Evet,Defne'den de haberleri yok. Mete kimdi ya ?
Kime: Melisa
Mete kimdi ?
Defne konusunda ısrar etmedikleri sürece bilgi vermeme gerek yoktu. Arkadaşım kimsenin bilmesini istemiyorsa, kimsenin bilmesine gerek yoktu.
Kimden : Görkem
Ben de iyiyim. Sen iyi olduğuna emin misin ? Eğer konuşmak istersen size gelebilirim. Böyle durumlarda konuşmak insanı rahatlatır.
Konuşacak biri fena olmazdı aslında ama en yakınlarıma bile anlatamazken güvenmediğim biriyle dertlerimi paylaşamam.
Kime : Görkem
Teşekkür ederim Görkem ama konuşacak bir şey yok.
Kimden : Melisa
Defne'nin Bodrum 'da tanıştığı çocuk vardı ya. Sonra çocuk buraya taşınmıştı o işte.
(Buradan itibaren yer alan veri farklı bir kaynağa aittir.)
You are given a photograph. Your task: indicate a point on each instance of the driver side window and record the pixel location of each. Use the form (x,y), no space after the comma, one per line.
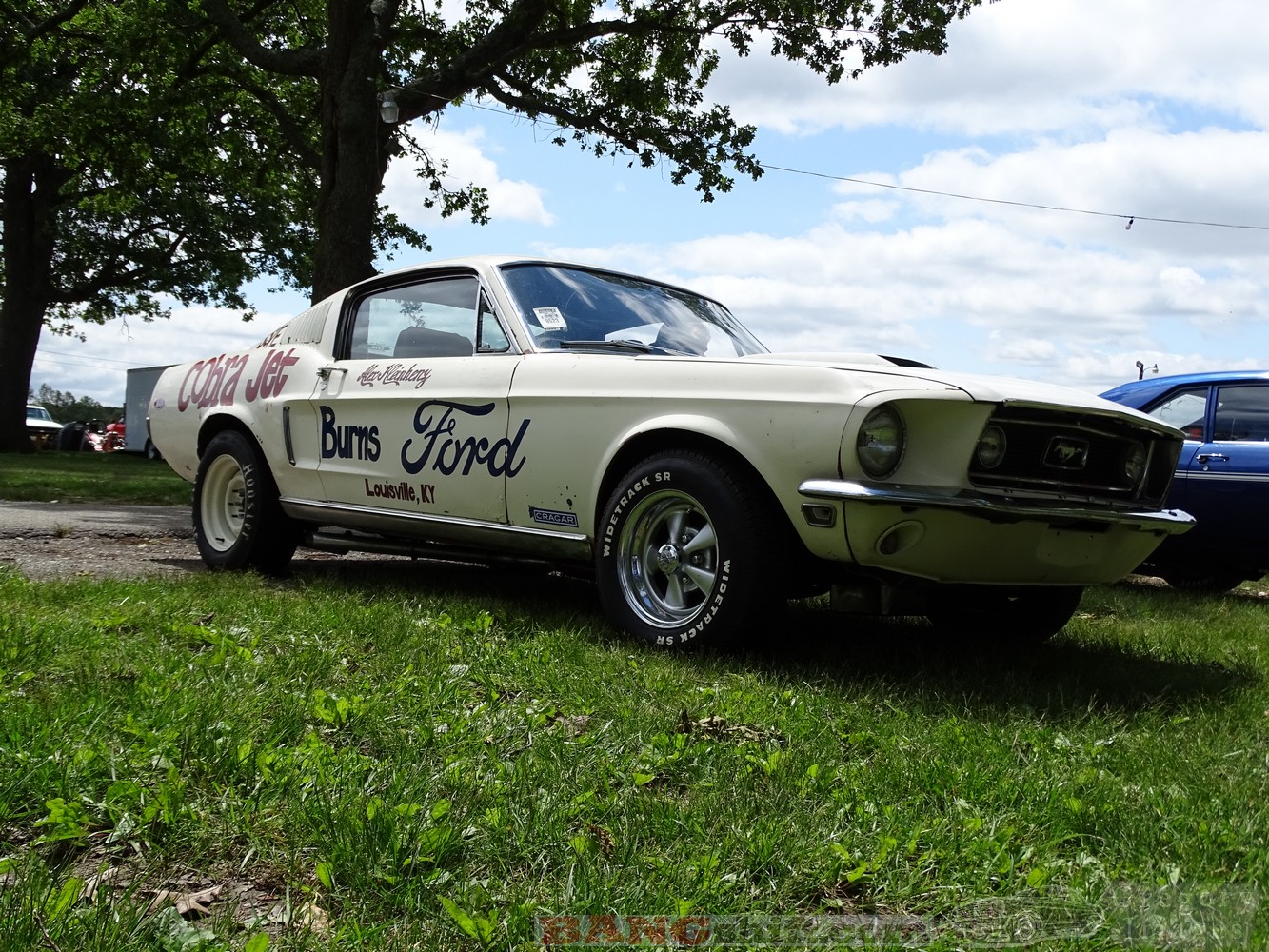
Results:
(1185,410)
(1242,414)
(441,318)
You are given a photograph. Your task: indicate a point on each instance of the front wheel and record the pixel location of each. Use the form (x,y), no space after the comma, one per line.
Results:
(1002,615)
(682,552)
(237,520)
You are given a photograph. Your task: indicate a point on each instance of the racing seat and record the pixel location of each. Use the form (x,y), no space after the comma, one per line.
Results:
(424,342)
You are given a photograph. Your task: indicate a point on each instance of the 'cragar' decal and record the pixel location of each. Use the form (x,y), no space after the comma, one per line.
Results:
(437,423)
(395,373)
(552,517)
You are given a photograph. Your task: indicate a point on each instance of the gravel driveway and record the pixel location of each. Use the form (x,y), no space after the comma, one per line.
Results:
(56,540)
Defne'ye aşık olmasına şaşırmadım. Defne'yi seven çok kişi vardı ama Deniz'e olan aşkından kimseye yüz vermiyordu. Bu da onu ulaşılmaz kılıp onu daha ilgi çekici yapıyordu. Mete'nin de böyle olduğunu biliyordum ama şimdi itiraf etmesine şaşırdım .
Kime : Melisa
Sen nereden öğrendin?
Kimden : Melisa
Kaynaklarımı ifşa edemem Kumsal.
Ah, evet.
Kimden : Kedicik
Seninle neden konuşmadığını bilmiyorum ama ona bu kadar tepki gösterme Kumsal. Seni düşündüğünü biliyorsun.
Kime : Kedicik
Hayır, bilmiyorum Defne. Belki de benden sıkılmıştır.
Kimden: Bay Ukala
Kapıya çık.
Kapıya mı ? Tabi ki çıkmayacağım. O gelip beni alsın. Üzerime siyah dizlerimin bir karış yukarısında biten bir dar bir etek ve göbeği açıkta bırakan salaş bir tişört giydim. Saçlarım dalgalı olduğu için elimle hafif düzelttim ve hafif makyaj yaptıktan sonra hazır olduğumu hissettim. Hafif topuklu siyah ayakkabılarımı giyerken kapı açıldı ve bakışlarımı o yöne çevirdim. Temmuz 'un bu kadar erken gelmesine şaşırdım. Bana şaşkınca baktı ve konuşmaya başladı. "İki saattir seni bekliyorum, neden gelmiyorsun? "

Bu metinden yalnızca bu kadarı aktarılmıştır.